# anyone from Local 50 or 70?



## Bigdave (Aug 16, 2011)

You'd have to start over at groundman status. They would top you out at about 18. Hr. in local 70. I was in the same boat as you. They'll make you travel a lot. I got on with dominion and went that route. I love it there.


----------



## spdone (Dec 13, 2009)

Thanks David. I talked to 70 today and left a message at 50. I have already put in my app at Dominion but as far as I can tell you end up at one of these locals anyway...true? Are you out of 50?


----------



## Bigdave (Aug 16, 2011)

Not yet, local 50 is dominions union. I am still local 70, until my probation ends. Great place to work.


----------



## spdone (Dec 13, 2009)

I here that it really is a good place. Probation? Did you sign up as a groundman at 70? I understand you can as a non union guy to feel out the lineman job.

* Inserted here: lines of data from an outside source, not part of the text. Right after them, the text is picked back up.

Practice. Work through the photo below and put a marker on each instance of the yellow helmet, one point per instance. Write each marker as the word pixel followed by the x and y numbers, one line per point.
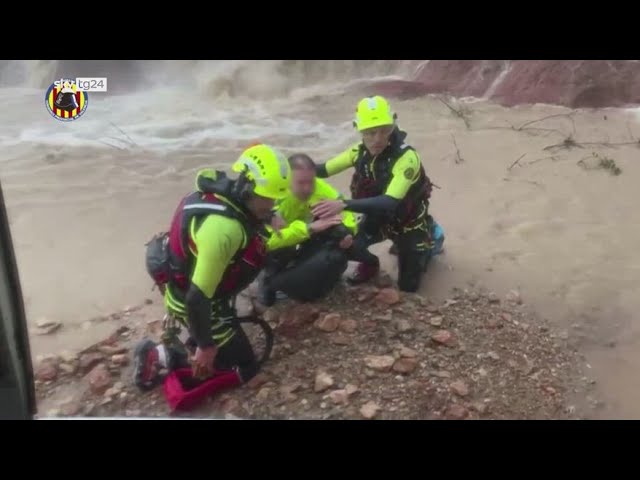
pixel 267 168
pixel 373 112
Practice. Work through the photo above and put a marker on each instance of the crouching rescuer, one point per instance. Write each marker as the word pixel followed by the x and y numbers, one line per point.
pixel 390 187
pixel 308 255
pixel 215 248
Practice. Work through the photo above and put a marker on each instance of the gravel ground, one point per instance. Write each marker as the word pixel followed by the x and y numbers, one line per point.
pixel 365 352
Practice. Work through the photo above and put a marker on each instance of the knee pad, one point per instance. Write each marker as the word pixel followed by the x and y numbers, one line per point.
pixel 313 277
pixel 411 266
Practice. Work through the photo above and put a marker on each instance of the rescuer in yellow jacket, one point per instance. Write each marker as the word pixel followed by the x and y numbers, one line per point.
pixel 307 256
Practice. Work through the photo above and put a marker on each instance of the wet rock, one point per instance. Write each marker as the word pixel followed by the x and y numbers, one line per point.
pixel 379 363
pixel 154 327
pixel 112 350
pixel 369 410
pixel 351 389
pixel 329 323
pixel 120 360
pixel 69 368
pixel 514 297
pixel 89 408
pixel 493 356
pixel 364 294
pixel 340 339
pixel 444 337
pixel 386 317
pixel 271 316
pixel 456 412
pixel 90 360
pixel 459 388
pixel 114 391
pixel 263 394
pixel 480 407
pixel 388 296
pixel 228 405
pixel 384 281
pixel 288 392
pixel 99 379
pixel 405 365
pixel 68 357
pixel 403 326
pixel 449 303
pixel 71 408
pixel 349 325
pixel 408 352
pixel 493 323
pixel 492 297
pixel 302 313
pixel 323 382
pixel 47 371
pixel 45 326
pixel 436 321
pixel 339 397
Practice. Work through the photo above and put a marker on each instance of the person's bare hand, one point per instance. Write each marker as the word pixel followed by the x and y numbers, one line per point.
pixel 327 208
pixel 324 223
pixel 203 361
pixel 346 242
pixel 278 223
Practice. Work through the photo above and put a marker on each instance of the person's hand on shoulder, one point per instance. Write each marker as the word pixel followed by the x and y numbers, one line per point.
pixel 346 242
pixel 327 208
pixel 323 224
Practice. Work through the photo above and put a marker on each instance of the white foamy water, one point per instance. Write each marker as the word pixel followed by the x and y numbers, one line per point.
pixel 84 197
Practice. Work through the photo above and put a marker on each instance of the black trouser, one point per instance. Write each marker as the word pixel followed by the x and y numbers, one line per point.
pixel 308 272
pixel 234 349
pixel 413 244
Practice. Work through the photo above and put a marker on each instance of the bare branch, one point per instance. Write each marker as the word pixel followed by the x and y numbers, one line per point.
pixel 569 115
pixel 531 182
pixel 458 158
pixel 516 162
pixel 541 159
pixel 123 133
pixel 458 112
pixel 111 145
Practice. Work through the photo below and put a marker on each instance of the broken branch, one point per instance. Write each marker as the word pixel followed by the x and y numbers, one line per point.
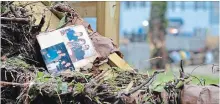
pixel 18 20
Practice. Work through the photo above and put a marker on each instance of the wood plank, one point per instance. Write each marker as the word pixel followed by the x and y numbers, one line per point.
pixel 108 19
pixel 116 61
pixel 84 8
pixel 39 10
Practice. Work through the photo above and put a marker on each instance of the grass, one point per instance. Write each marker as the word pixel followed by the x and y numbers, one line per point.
pixel 168 76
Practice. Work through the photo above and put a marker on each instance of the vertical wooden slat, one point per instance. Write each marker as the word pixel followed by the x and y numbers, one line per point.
pixel 108 19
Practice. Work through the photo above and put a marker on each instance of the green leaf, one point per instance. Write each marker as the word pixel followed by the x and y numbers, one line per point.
pixel 79 87
pixel 3 9
pixel 62 22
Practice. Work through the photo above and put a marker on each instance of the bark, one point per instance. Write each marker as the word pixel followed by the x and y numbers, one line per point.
pixel 157 34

Or you can go ahead and apply for apprenticeship. How much travel? Man is there any way I could get in contact with you by phone?


----------



## Salim Elfahim (Dec 12, 2011)

*VA Line Work*

I believe the way that it works is that 80 handles the inside wireman market, 70 handles the line construction (all the way up to MD), and 50 handles the utilities (Dominion Power). I had looked into transferring to that area, a while back, since my wife is a native of Elizabeth City, NC.


----------



## Bigdave (Aug 16, 2011)

Salim Elfahim said:


> I believe the way that it works is that 80 handles the inside wireman market, 70 handles the line construction (all the way up to MD), and 50 handles the utilities (Dominion Power). I had looked into transferring to that area, a while back, since my wife is a native of Elizabeth City, NC.


That's exactly right. However, the inside locals do have linemen, they just don't have a scale for them...it's kinda an open offer so to speak. 

And there is a ton of travel with 70.


----------